Emmonak and other villages in the Yukon Delta have yet to receive any help from Sarah Palin, but some Seattle businessmen are much more compassionate.

Three years ago, Seattle seafood consultant Jon Rowley was drawn to the Yukon River delta by salmon — silver chinook endowed with prodigious amounts of oil that help them swim some 2,000 miles across Alaska to distant Canadian spawning grounds.

With proper handling and marketing, Rowley figured that these fish could gain the same type of celebrity status as the Copper River salmon he began promoting back in the 1980s.
But this winter it's the fishermen, not the fish, that have Rowley's attention.

The fishermen are Yup'ik Eskimos whose villages in western Alaska have been slammed by a dismal salmon season, high fuel prices and recent cold snaps that forced some families to skimp on food as they tried to scrape up enough cash to warm their homes.

Their plight has helped stir an unusual relief effort aimed not at some distant Third World nation but at rural communities in oil-rich Alaska.

Rowley helped launch a monthlong fundraising event that began Sunday at Elliott's Oyster
House at Pier 56 in Seattle, where Yukon chum salmon, marketed as keta, will be on the menu. From 20 to 25 percent of the revenue from each keta plate will be donated to a fuel fund for Alaska villagers.

"These are strong people who are used to enduring hardships," said Rowley. "They do it quietly and are not used to asking for help."

That is very true. What most people fail to realize is that these are proud independent people who felt great shame to have to ask for any help from anybody! Even their very own government.

And as we have seen asking their government did not do them one bit of good anyhow.

But what Nick Tucker's letter did was to enlighten everyday people as to what was happening in Emmonak and other villages.

With the help of Alaskan liberal bloggers, radio hosts, and activists, we were able to get enough help to the village of Emmonak to substantially ease their situation. And that relief started arriving in Emmonak the very day we started raising money.

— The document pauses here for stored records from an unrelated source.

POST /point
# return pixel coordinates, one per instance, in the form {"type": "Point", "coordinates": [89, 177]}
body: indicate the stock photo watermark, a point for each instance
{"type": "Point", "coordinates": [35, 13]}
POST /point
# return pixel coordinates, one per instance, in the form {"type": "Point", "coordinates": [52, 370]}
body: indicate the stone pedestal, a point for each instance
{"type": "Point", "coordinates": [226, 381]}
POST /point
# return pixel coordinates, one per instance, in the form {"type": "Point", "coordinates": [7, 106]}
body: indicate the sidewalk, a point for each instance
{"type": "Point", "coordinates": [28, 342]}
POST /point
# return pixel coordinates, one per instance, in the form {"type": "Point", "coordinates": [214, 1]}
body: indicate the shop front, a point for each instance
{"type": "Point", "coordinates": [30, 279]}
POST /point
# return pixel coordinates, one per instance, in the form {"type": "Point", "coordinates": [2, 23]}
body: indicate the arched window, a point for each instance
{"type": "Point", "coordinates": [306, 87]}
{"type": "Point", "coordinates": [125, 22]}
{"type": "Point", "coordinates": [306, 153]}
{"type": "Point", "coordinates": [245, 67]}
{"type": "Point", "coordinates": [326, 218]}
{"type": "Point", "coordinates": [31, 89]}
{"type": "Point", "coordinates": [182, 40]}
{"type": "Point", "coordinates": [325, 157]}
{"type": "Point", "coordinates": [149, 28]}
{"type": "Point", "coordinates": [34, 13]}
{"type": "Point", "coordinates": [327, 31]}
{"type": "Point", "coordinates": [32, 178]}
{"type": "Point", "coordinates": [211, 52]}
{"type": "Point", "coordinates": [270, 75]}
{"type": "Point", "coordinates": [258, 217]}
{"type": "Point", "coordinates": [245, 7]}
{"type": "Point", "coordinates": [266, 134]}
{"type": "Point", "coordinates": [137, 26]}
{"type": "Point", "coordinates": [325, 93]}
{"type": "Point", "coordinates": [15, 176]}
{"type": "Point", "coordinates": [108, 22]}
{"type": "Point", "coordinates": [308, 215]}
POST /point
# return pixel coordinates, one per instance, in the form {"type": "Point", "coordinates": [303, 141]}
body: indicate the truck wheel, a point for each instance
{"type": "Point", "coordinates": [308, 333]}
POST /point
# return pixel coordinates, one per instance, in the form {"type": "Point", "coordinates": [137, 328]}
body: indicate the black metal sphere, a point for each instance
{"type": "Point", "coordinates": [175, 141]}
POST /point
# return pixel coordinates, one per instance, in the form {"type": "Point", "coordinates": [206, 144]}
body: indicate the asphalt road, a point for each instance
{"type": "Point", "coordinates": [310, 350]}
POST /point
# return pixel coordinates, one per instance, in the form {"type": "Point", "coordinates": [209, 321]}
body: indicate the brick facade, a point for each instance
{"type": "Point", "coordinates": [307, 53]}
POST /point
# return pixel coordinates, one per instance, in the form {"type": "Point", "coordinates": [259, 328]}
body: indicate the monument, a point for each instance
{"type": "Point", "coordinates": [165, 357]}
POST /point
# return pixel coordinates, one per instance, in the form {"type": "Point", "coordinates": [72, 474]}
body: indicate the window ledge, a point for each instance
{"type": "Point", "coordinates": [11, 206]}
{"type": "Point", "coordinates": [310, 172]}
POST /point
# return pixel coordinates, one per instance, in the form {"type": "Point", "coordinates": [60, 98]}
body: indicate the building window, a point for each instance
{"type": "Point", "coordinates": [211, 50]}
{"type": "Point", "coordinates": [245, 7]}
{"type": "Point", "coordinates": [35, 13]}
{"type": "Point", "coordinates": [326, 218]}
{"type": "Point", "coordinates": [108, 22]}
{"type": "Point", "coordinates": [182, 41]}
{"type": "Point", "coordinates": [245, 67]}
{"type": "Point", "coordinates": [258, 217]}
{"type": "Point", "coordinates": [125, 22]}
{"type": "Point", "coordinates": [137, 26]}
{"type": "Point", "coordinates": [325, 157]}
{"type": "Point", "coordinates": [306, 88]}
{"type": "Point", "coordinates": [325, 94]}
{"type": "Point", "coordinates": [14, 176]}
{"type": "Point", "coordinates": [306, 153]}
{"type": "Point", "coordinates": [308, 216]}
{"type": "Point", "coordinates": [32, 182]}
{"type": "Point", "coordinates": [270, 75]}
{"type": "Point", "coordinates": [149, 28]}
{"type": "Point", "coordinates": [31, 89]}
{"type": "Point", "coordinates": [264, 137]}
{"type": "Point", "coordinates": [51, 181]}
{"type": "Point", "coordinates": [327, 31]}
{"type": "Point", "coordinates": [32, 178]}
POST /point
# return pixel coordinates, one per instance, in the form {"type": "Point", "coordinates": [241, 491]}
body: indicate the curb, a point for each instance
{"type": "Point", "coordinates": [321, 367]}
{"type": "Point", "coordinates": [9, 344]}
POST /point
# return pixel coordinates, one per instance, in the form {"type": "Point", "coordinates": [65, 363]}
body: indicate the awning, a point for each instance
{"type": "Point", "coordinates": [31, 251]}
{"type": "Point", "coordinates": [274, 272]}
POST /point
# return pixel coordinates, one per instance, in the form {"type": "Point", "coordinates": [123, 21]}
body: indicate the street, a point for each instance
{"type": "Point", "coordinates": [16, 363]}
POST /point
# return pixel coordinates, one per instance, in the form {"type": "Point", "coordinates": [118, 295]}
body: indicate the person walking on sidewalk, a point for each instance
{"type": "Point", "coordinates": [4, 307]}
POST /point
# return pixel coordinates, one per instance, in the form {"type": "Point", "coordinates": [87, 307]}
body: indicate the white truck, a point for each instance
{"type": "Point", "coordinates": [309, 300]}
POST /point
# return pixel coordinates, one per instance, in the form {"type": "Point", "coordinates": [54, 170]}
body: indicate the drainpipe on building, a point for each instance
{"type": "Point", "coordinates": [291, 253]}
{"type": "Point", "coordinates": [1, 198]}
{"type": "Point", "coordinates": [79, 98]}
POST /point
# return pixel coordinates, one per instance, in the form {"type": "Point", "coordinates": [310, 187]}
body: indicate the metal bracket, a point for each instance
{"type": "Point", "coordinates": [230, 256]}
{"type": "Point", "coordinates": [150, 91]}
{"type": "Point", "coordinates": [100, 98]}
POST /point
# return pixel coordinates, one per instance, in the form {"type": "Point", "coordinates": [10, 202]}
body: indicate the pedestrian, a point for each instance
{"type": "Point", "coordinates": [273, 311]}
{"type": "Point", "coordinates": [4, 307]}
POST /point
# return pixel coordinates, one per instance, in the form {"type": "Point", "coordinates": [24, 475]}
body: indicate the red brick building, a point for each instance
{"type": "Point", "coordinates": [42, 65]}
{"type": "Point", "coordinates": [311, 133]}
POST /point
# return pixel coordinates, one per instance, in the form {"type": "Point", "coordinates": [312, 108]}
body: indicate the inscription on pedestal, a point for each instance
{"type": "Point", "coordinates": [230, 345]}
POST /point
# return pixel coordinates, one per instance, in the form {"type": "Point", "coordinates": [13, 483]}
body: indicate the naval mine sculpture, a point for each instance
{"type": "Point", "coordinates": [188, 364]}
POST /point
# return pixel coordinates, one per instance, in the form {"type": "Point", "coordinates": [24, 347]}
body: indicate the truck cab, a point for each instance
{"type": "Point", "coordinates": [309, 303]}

And now we have this group in Seattle working to provide a long term solution to the problems facing these Alaskans who are essentially living in third world conditions tight here in our state. On behalf of my fellow Alaskans I would like to say thank you Seattle.

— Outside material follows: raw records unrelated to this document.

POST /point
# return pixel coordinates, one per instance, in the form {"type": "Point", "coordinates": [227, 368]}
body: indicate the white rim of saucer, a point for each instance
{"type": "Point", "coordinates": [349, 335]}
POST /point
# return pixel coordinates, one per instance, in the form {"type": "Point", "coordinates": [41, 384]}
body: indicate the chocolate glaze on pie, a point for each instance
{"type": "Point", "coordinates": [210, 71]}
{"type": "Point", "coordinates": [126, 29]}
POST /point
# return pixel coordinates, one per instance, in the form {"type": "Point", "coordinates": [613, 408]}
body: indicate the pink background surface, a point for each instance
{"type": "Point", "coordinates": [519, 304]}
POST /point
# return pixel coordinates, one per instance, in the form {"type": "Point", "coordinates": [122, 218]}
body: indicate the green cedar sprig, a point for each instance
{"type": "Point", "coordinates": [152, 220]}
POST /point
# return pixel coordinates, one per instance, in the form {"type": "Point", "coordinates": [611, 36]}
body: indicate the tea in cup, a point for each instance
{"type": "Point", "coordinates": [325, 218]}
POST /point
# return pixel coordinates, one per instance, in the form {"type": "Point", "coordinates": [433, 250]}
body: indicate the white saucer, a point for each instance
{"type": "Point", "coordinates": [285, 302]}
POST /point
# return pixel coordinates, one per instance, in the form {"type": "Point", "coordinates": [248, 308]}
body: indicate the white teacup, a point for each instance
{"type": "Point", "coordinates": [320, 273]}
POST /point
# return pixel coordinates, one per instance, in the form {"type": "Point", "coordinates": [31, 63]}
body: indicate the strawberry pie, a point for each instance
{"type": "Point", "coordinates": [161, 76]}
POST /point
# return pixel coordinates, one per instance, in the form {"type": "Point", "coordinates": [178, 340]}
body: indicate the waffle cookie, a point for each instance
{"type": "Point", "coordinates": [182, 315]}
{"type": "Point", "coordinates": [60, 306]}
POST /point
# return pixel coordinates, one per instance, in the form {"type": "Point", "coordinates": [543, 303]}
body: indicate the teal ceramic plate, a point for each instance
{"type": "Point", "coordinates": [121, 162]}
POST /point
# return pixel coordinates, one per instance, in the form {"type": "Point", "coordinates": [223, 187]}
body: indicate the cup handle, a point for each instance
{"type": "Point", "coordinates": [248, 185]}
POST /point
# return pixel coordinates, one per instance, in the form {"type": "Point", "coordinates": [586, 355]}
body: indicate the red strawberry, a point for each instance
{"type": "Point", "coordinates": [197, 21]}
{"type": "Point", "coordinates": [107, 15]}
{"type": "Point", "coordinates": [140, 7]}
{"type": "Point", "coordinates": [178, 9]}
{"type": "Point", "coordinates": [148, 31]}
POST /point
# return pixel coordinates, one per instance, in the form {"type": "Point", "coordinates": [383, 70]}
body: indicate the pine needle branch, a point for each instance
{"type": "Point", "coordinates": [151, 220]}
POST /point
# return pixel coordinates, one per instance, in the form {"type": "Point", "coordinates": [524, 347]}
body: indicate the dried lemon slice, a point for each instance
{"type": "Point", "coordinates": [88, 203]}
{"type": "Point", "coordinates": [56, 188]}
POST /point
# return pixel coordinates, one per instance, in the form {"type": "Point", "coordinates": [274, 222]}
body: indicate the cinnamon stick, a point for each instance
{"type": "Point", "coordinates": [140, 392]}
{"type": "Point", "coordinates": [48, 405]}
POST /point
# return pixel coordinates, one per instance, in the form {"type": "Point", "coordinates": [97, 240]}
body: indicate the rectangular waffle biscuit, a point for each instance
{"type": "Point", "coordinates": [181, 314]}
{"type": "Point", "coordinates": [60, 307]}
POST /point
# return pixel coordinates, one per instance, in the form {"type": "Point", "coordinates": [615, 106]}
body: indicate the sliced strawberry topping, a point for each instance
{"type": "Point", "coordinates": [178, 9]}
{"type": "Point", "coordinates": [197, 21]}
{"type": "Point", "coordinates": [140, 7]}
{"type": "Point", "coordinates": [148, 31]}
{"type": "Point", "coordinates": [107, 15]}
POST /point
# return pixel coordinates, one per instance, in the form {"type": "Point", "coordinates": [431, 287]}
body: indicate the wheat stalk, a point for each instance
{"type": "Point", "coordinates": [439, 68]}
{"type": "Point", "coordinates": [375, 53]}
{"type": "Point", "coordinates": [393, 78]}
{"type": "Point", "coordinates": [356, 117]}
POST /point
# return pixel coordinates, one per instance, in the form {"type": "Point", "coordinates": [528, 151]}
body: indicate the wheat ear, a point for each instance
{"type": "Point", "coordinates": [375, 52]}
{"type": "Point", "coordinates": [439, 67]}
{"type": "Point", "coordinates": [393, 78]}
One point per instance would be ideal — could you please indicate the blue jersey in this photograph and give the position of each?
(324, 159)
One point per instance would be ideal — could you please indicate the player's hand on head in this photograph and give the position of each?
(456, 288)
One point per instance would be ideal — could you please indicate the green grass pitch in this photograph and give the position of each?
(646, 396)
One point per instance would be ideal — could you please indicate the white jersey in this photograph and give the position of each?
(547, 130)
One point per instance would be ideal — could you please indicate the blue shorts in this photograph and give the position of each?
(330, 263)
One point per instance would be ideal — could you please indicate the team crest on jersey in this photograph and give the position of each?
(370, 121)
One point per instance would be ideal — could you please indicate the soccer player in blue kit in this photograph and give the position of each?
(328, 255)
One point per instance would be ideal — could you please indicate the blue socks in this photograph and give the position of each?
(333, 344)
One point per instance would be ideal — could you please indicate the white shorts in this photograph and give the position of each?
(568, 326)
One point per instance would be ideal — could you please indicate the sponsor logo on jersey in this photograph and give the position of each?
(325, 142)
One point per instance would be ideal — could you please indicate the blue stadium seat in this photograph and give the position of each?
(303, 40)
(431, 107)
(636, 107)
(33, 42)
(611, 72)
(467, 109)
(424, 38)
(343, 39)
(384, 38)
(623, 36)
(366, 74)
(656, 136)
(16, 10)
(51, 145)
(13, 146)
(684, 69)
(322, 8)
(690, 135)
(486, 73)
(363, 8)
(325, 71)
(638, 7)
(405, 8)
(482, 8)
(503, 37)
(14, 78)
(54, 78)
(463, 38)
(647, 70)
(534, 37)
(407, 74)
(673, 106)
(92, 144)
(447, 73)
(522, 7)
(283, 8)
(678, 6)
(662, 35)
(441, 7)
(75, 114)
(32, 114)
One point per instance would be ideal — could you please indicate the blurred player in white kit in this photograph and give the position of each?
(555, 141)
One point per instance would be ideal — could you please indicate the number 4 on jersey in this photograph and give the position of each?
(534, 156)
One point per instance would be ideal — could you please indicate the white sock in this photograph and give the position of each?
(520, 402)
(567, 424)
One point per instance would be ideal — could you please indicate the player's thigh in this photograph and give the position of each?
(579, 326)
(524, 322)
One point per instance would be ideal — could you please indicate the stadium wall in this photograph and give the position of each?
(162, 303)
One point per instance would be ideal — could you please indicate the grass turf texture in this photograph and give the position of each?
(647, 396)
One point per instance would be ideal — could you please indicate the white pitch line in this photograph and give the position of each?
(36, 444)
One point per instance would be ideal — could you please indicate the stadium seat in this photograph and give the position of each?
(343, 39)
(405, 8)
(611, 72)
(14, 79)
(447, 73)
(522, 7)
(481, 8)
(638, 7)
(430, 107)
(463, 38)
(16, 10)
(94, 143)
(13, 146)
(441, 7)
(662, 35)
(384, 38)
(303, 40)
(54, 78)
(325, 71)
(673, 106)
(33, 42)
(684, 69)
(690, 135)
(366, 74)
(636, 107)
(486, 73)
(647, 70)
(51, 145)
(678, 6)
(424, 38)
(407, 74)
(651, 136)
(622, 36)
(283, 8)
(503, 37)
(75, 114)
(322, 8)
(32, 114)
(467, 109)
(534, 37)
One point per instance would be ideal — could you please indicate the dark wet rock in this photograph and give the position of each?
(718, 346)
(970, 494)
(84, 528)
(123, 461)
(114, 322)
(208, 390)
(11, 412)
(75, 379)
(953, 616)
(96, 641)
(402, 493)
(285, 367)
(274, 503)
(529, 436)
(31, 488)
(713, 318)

My question is why could our government not have helped get a program like this started ten years ago? And why is their NOTHING like this in the planning stage now?

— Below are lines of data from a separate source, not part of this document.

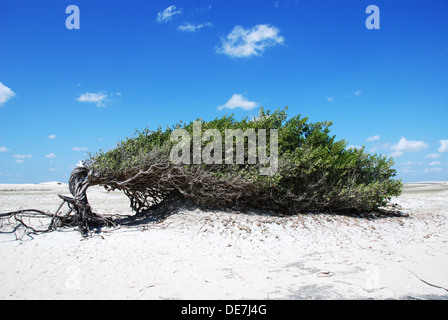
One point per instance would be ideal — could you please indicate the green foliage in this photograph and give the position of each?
(315, 173)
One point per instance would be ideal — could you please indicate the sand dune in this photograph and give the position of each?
(195, 254)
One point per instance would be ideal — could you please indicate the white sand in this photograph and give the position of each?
(221, 255)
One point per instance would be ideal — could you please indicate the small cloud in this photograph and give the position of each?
(98, 98)
(190, 27)
(238, 101)
(22, 156)
(373, 138)
(167, 14)
(396, 154)
(432, 156)
(443, 146)
(202, 9)
(242, 42)
(354, 147)
(5, 94)
(405, 145)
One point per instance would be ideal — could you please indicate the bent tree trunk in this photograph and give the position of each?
(84, 217)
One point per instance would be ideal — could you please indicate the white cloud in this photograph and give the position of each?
(22, 156)
(432, 156)
(405, 145)
(167, 14)
(238, 101)
(443, 146)
(190, 27)
(99, 98)
(396, 154)
(242, 42)
(373, 138)
(5, 94)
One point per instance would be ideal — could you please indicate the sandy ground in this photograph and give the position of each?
(194, 254)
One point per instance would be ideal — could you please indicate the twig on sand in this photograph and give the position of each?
(426, 282)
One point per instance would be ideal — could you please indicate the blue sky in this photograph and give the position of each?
(133, 64)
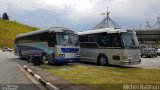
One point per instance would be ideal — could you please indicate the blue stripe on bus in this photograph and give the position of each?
(66, 60)
(45, 49)
(69, 50)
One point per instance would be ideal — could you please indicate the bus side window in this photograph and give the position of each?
(51, 40)
(115, 40)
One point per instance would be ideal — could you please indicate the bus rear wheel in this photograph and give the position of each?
(44, 59)
(102, 60)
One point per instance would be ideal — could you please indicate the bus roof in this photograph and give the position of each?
(108, 30)
(50, 29)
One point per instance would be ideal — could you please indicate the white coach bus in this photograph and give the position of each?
(54, 45)
(109, 46)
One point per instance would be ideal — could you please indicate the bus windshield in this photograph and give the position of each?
(129, 40)
(67, 39)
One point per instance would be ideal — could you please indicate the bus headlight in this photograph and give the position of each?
(61, 55)
(77, 55)
(125, 56)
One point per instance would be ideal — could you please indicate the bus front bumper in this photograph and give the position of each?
(66, 60)
(130, 63)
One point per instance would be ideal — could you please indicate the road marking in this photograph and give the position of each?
(38, 84)
(37, 76)
(50, 86)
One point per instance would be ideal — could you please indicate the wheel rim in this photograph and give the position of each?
(102, 61)
(44, 59)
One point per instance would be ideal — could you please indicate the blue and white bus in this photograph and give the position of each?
(54, 45)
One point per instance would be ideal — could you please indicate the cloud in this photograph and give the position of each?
(78, 13)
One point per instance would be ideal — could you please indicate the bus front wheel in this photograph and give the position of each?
(44, 59)
(102, 60)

It just makes me sick to my stomach to see my government doing nothing while people from other states come to the aid of my Alaskan brothers and sisters.

2 comments:

  1. The "government" is busy getting her dress dry cleaned after her big weekend.

    ReplyDelete
  2. gryphen, OT from this post (i'm still emailing media about emmonak). but it looks like the "girl-in-orange" from your "bristol sighting" tip is not actually bristol.

    i thought it definitely was (and got into a fight about it over at audrey's) but a new pic surfaced, and while the baby is trig, the girl is someone else.

    here's a photo stream i made about the pic:

    http://tinyurl.com/czxo59

    so has ANYONE ANYWHERE seen bristol or tripp in the last month?